1. Field of the Invention
The present invention relates generally to catheters having an expandable balloon and to premounted balloon expandable stent balloon catheters generally. More specifically, the present invention is directed to dilatation balloon catheters having a removable protective sheath which may reduce potential trauma caused to the stent and/or the balloon during a crimping process.
2. Description of Related Art
Percutaneous transluminal coronary angioplasty (PTCA) is a procedure which is well established for the treatment of blockages in the coronary arteries. Blockages may occur from cholesterol precipitation on the coronary wall which may be in any stage from initial deposit through aged lesions. Coronary arteries may also become blocked due to formation of thrombus.
The most widely used form of percutaneous coronary angioplasty makes use of a dilatation balloon catheter. In typical PTCA procedures, the cardiovascular system of a patient is accessed with an introducer, usually in the groin area. All other devices including a guiding catheter are percutaneously introduced into the cardiovascular system of a patient through the introducer and advanced through a vessel until the distal end thereof is at a desired location in the vasculature. A guide wire and a dilatation catheter having a balloon on the distal end thereof are introduced through the guiding catheter with the guide wire sliding through the dilatation catheter. The guide wire is first advanced out of the guiding catheter into the patient's coronary vasculature and the dilatation catheter is advanced over the previously advanced guide wire until the dilatation balloon is properly positioned across the lesion. Once in position across the lesion, the flexible, expandable, preformed balloon is inflated to a predetermined size with a fluid at relatively high pressures, such as greater than about four atmospheres, to radially compress the atherosclerotic plaque of the lesion against the inside of the artery wall and thereby dilate the lumen of the artery. The balloon is then deflated to a small profile so that the dilatation catheter may be withdrawn from the patients vasculature and blood flow resumed through the dilated artery.
In angioplasty procedures of the kind described above, there may be restenosis of the artery, which either necessitates another angioplasty procedure, a surgical by-pass operation, or some method of repairing or strengthening the area.

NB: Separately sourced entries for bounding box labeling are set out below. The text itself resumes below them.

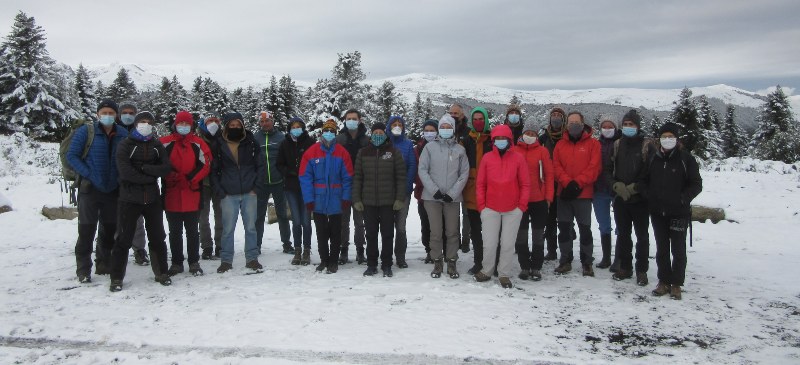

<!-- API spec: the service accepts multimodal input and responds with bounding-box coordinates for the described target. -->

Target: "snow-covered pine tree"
[752,85,800,163]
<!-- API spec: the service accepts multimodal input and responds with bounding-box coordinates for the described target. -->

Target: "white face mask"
[660,137,678,151]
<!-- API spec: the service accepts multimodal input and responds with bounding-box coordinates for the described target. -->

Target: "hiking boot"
[472,271,492,282]
[583,264,594,277]
[636,271,648,286]
[108,280,122,293]
[217,261,233,274]
[652,281,670,297]
[133,248,150,266]
[553,262,572,275]
[167,264,183,276]
[292,247,303,265]
[364,266,378,276]
[447,260,461,279]
[189,262,203,276]
[611,269,633,281]
[669,285,681,300]
[431,259,444,279]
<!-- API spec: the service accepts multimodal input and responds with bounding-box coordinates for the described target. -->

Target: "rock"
[42,207,78,220]
[692,205,725,224]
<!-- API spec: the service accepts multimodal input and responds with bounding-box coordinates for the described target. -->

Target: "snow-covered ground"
[0,137,800,364]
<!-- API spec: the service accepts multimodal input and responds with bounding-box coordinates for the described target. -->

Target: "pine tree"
[752,85,800,163]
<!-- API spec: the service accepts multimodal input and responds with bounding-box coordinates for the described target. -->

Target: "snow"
[0,137,800,364]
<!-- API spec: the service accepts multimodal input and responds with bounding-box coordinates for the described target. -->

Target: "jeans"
[219,194,258,264]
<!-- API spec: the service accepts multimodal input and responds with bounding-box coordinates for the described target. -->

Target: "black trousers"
[614,197,650,272]
[111,199,167,280]
[314,213,342,264]
[166,211,200,265]
[75,185,118,276]
[364,205,394,267]
[650,214,689,286]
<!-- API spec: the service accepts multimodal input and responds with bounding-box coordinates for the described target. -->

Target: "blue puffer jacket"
[299,142,353,215]
[385,115,417,198]
[67,122,128,193]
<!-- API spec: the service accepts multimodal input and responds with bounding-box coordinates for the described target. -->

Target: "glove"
[611,181,631,201]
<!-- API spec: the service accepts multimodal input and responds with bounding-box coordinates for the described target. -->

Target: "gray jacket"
[418,138,469,202]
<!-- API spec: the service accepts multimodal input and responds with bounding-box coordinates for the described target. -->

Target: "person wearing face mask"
[637,122,703,300]
[539,108,574,260]
[385,115,417,269]
[462,107,492,275]
[276,117,315,266]
[592,115,622,272]
[475,124,530,288]
[161,111,212,276]
[353,122,406,277]
[210,112,267,274]
[336,109,369,265]
[109,112,173,292]
[299,118,353,274]
[553,111,602,276]
[608,109,655,286]
[66,99,128,283]
[514,122,553,281]
[417,114,469,279]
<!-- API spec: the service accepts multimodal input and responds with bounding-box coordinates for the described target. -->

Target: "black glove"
[561,180,583,200]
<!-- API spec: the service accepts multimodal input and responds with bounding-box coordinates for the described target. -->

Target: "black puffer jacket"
[641,145,703,217]
[353,140,406,206]
[116,134,172,204]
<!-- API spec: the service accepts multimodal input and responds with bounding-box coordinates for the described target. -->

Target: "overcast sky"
[0,0,800,91]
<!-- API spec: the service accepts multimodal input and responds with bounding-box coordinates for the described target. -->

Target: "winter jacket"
[464,108,492,210]
[514,141,554,203]
[598,131,656,203]
[385,116,417,199]
[553,125,601,199]
[161,132,212,212]
[116,132,172,204]
[275,130,316,193]
[300,142,353,215]
[211,129,267,199]
[475,125,531,213]
[419,138,469,202]
[353,140,406,207]
[253,128,286,185]
[67,122,128,193]
[640,145,703,217]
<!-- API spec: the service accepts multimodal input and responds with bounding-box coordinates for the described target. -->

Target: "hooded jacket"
[464,107,492,210]
[553,124,601,199]
[475,125,530,213]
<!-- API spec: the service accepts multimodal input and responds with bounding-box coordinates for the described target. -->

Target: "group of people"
[66,100,702,299]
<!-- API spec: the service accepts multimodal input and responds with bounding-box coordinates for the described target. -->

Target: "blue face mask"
[175,125,192,136]
[370,134,386,147]
[100,115,117,127]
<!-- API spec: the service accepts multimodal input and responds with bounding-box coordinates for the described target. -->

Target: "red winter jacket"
[161,132,212,212]
[475,125,530,213]
[553,125,602,199]
[514,141,554,203]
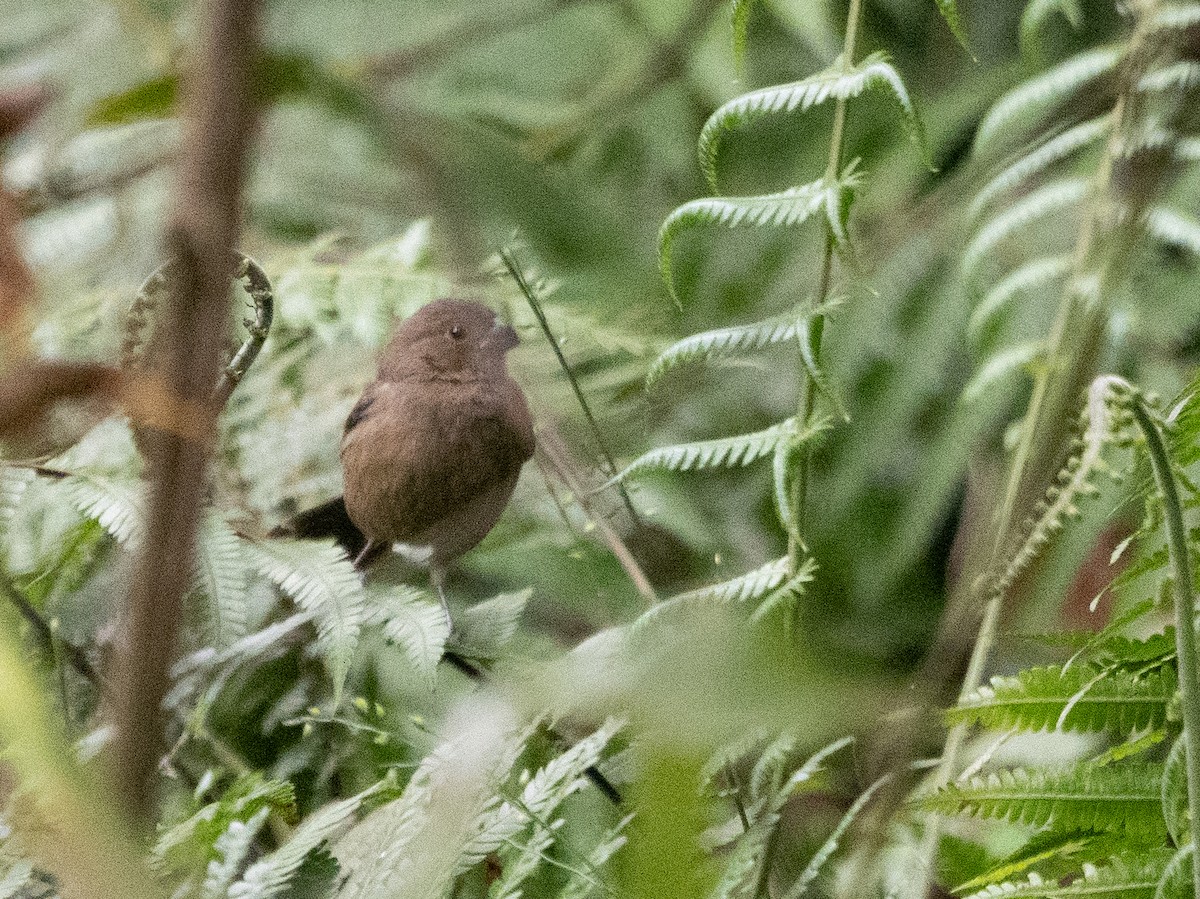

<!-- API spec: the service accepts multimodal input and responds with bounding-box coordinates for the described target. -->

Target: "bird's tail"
[269,497,388,568]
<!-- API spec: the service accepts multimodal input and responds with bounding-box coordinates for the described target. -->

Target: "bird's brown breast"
[341,376,533,563]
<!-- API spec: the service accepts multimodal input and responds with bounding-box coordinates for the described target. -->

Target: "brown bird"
[276,299,534,605]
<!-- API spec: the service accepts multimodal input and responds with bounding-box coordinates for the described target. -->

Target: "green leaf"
[946,665,1175,735]
[630,556,816,634]
[1146,206,1200,256]
[1138,62,1200,94]
[229,780,388,899]
[253,540,366,708]
[151,774,295,874]
[646,311,835,390]
[659,179,828,301]
[967,256,1074,343]
[1162,737,1192,846]
[200,809,271,899]
[1021,0,1084,56]
[950,831,1103,895]
[922,762,1166,841]
[1154,843,1195,899]
[962,340,1045,404]
[937,0,974,59]
[196,511,248,649]
[88,74,179,125]
[974,47,1124,156]
[700,53,929,190]
[730,0,755,76]
[458,719,623,871]
[605,419,828,486]
[962,178,1091,281]
[1152,2,1200,31]
[967,851,1168,899]
[784,774,892,899]
[970,115,1112,218]
[797,316,850,421]
[455,589,533,659]
[364,585,450,690]
[60,469,145,545]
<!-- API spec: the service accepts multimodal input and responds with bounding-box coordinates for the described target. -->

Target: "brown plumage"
[281,299,534,588]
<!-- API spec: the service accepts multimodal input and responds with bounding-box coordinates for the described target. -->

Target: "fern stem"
[1130,394,1200,895]
[919,0,1158,889]
[787,0,863,574]
[500,247,642,527]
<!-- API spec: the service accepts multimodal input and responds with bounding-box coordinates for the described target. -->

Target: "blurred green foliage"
[0,0,1200,899]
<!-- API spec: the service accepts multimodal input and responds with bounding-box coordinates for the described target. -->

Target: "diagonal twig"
[500,247,642,527]
[114,0,258,822]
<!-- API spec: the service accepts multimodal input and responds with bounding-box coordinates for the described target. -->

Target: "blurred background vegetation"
[0,0,1200,897]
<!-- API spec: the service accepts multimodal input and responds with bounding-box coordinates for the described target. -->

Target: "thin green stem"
[787,0,863,574]
[1132,395,1200,895]
[500,247,642,527]
[920,8,1153,892]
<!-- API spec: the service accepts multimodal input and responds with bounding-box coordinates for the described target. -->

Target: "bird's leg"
[354,539,374,568]
[430,565,454,636]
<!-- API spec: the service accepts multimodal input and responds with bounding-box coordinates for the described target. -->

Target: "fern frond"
[1146,206,1200,256]
[994,376,1116,592]
[1091,727,1166,765]
[605,419,829,486]
[646,312,835,390]
[1138,62,1200,94]
[974,47,1124,156]
[784,774,892,899]
[458,719,623,871]
[970,115,1112,218]
[750,735,854,810]
[455,588,533,659]
[630,556,816,634]
[196,511,248,649]
[950,831,1105,895]
[1021,0,1084,56]
[254,540,366,707]
[1160,737,1193,846]
[200,809,271,899]
[967,256,1073,343]
[1151,2,1200,31]
[708,814,778,899]
[365,585,450,690]
[229,780,389,899]
[962,340,1045,404]
[700,53,929,191]
[962,178,1090,281]
[151,774,296,871]
[60,469,145,545]
[966,850,1169,899]
[946,665,1176,733]
[937,0,973,50]
[730,0,755,74]
[1154,843,1196,899]
[558,815,634,899]
[659,178,838,301]
[922,762,1166,841]
[0,465,34,561]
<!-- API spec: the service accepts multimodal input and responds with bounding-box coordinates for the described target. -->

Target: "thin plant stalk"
[787,0,863,574]
[1130,394,1200,895]
[919,4,1154,891]
[500,247,642,526]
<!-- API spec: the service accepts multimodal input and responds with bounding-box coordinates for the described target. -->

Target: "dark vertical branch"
[115,0,258,821]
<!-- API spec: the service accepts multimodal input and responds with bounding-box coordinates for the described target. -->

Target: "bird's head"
[379,299,517,380]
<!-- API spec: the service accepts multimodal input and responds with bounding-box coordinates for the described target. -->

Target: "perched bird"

To reduce restenosis and strengthen the area, a physician can implant an intravascular prosthesis for maintaining vascular patency, called a stent, inside the artery at the lesion. In general, stents are prosthetic devices which can be positioned within a body cavity, for example, a blood vessel of the body of a living human or in some other difficulty accessible place. A stent generally has a diameter which may be increased or decreased. Stents are particularly useful for permanently widening a vessel which is in a narrowed state, or for internally supporting a vessel damaged by an aneurysm.
Such stents are typically introduced into the body cavity by use of a catheter. The catheter is usually of the balloon catheter type in which the balloon is utilized to expand the stent, which is positioned over the balloon, to place it in a selected location in the body cavity. The stent is expanded to a larger diameter for placement in the vasculature, often by the balloon portion of the catheter. Stents delivered to a restricted coronary artery, expanded to a larger diameter by a balloon catheter, and left in place in the artery at the site of a dilated lesion are shown in U.S. Pat. No. 4,740,207 to Kreamer and U.S. Pat. No. 5,007,926 to Derbyshire.
In advancing an inflation expandable balloon through a body vessel to the deployment site, the stent must be able to securely maintain its axial position on the delivery catheter, without trans-locating proximally or distally, and especially without becoming separated from the catheter. Stents that are not properly secured or retained to the catheter may slip and either be lost or be deployed in the wrong location or partially deployed. In securing a stent to a catheter, however, the stent must be crimped in such a way as to minimize or prevent altogether distortion of the stent and to thereby prevent abrasion and/or reduce trauma of the vessel walls.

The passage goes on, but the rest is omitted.